Persistent homology has to be free, right? I've been convinced that the homology groups you get when computing the persistent homology of a data cloud have to be free. But now I'm second guessing myself. Can we quickly say why this has to be? It's not just because it's the homology of a simplicial complex, because those can have torsion.
 A: Here are a couple of different possible takes on the question.
Persistent homology is essentially always computed with coefficients in a field. And homology with coefficients in a field is always a vector space. But this is an incomplete answer for several reasons.

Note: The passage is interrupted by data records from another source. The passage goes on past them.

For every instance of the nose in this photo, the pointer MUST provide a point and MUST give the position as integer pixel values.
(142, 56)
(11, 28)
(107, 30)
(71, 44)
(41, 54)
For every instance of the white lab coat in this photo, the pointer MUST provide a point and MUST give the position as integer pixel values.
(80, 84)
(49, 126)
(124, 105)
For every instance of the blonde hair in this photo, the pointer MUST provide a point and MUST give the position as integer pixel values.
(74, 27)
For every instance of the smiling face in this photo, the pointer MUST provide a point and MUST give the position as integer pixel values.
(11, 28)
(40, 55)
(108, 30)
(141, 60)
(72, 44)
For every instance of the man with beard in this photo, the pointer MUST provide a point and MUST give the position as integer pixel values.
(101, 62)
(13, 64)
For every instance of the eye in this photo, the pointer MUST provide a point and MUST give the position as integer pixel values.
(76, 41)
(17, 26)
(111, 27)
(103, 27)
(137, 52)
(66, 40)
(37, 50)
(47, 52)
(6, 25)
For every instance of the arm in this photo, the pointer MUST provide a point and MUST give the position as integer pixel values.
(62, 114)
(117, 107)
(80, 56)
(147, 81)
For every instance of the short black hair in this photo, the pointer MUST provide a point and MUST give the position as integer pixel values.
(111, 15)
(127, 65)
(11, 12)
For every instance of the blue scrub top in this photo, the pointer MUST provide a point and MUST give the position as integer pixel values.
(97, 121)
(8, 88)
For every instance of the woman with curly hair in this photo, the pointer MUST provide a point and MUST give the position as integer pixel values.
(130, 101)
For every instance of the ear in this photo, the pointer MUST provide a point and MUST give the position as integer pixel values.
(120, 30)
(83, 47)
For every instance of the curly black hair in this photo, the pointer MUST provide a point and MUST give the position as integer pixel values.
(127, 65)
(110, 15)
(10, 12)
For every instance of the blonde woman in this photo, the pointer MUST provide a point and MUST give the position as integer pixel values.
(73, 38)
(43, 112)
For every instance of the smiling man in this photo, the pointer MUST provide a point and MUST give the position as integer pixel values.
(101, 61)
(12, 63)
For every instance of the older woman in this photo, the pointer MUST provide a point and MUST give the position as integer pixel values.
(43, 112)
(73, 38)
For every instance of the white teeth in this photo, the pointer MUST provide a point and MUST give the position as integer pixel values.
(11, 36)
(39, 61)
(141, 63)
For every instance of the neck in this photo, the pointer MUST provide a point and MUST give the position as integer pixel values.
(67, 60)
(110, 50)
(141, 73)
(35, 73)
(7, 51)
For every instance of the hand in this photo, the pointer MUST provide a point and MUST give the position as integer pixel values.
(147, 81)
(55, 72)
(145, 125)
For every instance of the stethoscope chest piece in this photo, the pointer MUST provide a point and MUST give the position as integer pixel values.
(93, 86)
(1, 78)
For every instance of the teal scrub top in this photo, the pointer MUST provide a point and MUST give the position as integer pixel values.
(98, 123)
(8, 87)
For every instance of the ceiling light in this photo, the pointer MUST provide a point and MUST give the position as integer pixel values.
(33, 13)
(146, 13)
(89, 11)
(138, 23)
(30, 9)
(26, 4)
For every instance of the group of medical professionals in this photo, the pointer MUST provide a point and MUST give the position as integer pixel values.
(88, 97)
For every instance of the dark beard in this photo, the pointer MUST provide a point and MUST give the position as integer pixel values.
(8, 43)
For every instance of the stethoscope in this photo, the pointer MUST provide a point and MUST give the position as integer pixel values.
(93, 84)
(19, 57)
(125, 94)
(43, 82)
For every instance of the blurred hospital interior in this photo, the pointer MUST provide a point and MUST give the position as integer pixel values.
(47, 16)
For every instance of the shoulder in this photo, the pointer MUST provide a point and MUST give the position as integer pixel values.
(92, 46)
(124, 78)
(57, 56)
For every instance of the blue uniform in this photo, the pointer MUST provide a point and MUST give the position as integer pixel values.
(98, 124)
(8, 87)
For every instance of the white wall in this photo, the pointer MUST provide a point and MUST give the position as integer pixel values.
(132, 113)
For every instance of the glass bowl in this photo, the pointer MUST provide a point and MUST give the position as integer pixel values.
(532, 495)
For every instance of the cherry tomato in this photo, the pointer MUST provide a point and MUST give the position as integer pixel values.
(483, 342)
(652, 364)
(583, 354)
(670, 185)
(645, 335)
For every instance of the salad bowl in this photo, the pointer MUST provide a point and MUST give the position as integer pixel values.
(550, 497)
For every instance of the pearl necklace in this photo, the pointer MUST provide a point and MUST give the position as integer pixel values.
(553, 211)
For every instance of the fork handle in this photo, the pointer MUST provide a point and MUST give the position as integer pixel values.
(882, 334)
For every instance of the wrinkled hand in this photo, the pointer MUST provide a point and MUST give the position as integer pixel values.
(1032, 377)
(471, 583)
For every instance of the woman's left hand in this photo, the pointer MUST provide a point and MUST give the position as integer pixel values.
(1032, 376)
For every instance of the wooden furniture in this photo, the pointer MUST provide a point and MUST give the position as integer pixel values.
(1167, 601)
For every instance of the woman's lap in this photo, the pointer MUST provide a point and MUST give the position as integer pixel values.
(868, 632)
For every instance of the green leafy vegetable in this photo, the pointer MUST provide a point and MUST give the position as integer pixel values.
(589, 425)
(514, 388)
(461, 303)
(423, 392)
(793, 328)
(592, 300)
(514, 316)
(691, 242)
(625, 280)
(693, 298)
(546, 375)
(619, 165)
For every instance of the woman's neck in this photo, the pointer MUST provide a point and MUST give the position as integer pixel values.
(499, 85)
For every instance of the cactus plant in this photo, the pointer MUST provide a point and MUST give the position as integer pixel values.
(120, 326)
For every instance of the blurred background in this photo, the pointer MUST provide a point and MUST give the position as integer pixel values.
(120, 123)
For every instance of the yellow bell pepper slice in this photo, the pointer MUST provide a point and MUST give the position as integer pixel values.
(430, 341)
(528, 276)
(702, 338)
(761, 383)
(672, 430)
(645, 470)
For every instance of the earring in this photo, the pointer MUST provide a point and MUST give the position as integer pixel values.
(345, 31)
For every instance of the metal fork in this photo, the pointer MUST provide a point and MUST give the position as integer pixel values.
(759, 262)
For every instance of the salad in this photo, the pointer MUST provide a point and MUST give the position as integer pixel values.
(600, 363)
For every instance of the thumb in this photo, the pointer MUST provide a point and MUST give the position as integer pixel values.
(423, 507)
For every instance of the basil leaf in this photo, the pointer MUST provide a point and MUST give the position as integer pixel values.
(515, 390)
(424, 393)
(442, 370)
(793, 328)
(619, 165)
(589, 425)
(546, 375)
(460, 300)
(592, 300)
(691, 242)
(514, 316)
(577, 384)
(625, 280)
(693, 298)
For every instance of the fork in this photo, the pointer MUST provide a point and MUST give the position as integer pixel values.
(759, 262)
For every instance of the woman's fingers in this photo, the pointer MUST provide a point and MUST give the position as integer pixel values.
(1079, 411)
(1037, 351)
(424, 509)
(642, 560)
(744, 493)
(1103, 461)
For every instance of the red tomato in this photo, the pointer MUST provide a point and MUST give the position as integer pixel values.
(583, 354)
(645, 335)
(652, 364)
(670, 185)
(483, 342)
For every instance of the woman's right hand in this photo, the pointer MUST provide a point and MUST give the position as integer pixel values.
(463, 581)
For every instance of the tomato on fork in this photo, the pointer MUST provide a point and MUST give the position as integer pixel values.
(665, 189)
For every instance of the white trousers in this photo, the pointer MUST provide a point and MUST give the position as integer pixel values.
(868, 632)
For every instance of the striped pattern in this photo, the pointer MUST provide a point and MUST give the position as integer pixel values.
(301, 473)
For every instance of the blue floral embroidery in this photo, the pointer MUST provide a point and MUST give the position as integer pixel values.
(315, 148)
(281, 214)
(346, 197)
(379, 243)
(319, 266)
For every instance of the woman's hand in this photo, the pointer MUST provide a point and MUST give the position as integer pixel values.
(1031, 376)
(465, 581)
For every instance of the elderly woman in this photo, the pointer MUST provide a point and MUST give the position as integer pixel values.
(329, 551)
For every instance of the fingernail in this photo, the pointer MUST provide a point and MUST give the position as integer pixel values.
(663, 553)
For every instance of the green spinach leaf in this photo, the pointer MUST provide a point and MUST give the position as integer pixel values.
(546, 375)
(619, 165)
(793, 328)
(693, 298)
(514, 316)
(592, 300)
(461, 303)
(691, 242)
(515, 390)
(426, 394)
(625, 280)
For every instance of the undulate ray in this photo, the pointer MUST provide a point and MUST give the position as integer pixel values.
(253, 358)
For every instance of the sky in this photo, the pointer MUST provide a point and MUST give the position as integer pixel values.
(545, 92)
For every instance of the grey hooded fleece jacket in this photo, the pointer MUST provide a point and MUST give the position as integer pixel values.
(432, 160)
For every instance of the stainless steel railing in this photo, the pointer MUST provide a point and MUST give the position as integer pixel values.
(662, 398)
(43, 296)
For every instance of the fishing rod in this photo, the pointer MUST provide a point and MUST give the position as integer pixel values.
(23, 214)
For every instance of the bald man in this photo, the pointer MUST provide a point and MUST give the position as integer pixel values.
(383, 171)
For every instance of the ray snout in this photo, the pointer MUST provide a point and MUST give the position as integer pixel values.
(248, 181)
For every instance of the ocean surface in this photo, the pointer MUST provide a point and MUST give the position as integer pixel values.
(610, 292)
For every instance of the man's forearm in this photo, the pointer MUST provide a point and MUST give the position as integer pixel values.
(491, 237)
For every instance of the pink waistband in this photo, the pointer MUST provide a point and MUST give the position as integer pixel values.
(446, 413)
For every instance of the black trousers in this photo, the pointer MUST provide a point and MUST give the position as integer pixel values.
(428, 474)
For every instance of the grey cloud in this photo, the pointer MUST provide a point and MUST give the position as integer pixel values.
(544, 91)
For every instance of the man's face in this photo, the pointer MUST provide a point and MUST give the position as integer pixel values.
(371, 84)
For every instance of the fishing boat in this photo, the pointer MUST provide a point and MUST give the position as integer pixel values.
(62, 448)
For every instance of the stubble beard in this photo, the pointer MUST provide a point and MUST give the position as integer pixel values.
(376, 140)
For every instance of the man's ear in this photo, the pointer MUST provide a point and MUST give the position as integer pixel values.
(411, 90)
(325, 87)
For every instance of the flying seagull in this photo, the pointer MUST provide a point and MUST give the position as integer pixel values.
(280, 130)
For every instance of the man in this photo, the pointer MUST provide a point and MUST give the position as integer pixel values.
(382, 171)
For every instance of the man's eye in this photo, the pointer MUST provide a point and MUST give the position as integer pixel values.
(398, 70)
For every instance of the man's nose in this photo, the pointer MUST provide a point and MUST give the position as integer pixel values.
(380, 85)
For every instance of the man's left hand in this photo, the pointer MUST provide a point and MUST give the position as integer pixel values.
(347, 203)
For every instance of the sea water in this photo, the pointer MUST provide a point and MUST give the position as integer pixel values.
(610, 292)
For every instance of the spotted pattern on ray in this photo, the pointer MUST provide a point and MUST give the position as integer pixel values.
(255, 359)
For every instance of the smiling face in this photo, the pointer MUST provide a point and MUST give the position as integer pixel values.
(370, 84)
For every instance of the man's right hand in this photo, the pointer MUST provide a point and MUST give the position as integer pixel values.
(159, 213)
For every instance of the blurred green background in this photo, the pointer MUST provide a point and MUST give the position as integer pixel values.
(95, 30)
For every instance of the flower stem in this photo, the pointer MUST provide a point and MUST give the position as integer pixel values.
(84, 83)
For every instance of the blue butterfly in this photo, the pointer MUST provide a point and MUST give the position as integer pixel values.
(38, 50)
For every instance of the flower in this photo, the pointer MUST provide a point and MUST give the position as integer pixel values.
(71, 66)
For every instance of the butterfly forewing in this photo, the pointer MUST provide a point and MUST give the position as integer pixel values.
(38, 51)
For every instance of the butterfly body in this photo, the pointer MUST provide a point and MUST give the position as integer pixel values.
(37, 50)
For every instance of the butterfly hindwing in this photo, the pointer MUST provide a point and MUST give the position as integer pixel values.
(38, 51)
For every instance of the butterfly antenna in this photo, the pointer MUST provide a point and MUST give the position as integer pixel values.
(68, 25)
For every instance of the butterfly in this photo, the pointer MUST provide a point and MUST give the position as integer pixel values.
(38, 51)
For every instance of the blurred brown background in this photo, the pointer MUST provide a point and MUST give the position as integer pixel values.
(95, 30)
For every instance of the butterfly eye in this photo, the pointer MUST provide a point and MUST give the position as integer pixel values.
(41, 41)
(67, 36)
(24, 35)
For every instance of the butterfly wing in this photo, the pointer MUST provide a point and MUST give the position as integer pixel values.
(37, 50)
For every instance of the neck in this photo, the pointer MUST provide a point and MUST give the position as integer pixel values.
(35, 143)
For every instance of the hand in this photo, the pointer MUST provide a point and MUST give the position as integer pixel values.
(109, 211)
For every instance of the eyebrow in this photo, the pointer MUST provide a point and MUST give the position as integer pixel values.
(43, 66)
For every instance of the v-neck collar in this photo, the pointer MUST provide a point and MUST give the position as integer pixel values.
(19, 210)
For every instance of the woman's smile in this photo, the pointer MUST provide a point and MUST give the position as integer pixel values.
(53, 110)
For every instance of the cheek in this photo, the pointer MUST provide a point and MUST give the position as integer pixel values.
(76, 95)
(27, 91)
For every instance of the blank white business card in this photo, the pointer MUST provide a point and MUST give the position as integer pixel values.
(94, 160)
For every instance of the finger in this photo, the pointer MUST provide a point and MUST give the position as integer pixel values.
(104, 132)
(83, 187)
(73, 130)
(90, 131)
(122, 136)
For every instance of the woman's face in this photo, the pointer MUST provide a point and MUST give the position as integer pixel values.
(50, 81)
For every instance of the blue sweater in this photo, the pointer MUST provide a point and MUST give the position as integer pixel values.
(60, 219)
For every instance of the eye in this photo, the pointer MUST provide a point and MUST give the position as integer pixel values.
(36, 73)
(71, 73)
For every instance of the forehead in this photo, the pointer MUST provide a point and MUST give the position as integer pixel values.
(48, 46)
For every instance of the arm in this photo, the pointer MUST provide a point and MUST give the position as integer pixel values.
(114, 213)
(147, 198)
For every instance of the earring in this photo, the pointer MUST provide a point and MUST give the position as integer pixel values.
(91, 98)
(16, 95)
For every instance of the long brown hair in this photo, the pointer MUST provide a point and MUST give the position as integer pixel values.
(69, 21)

Equation (5) of Computing Persistent Homology explains how when persistent homology is computed over a field $F$, then the persistence module decomposes as a sum
$$ \left(\bigoplus_{i=1}^n \Sigma^{\alpha_i} F[t]\right) \oplus\left( \bigoplus_{j=1}^m \Sigma^{\gamma_j} F[t]/(t^{n_j})\right). $$
From this you can read off the persistent homology barcode: you have $n$ semi-infinite intervals of the form $[\alpha_i,\infty)$, and $m$ finite intervals of the form $[\gamma_j,\gamma_j+n_j)$. Note that the semi-infinite intervals correspond to free summands $F[t]$ (shifted forwards in time by $\alpha_i$), whereas the finite intervals correspond to torsion summands $F[t]/(t^{n_j})$ (shifted forwards in time by $\gamma_j$). So in this sense, every finite-length bar in persistent homology exhibits torsion "in time."
But probably you are looking for torsion in space more than torsion in time. Vietoris-Rips and Čech simplicial complexes can certainly have torsion in them. As @MaximeRamzi and @JasonDeVito explain, take any non-orientable manifold you want, embed it in some high-dimensional Euclidean space, sample data points finely on this manifold, and then the Vietoris-Rips or Čech complex on this data (at appropriate scale parameters) will exhibit the torsion of this manifold.
Another way to see this is as follows. Take any simplicial complex $K$, say one with lots of torsion. The barycentric subdivision $sd(K)$ is a clique (or flag) simplicial complex. The one-skeleton of this barycentric subdivision $sd(K)$ is a graph, $sd(K)^{(1)}$. Let $X=V(sd(K)^{(1)})$ be the metric space whose set of points is the vertex set of this graph $sd(K)^{(1)}$, equipped with the shortest path metric in the graph. If you build the Vietoris-Rips complex on $X$ at scale parameter 1, then you see that you obtain $VR(X;1)=sd(K)$ as a Vietoris-Rips complex of a metric space. Since $sd(K)$ is homeomorphic to our original simplicial complex $K$, we see that we can realize the torsion of any simplicial complex as the torsion of some Vietoris-Rips complex.
There is active research on trying to do persistent homology with coefficients instead in the integers, which would allow this "torsion in space" to be measured even from the lens of persistent homology. See for example Generalized Persistence Diagrams.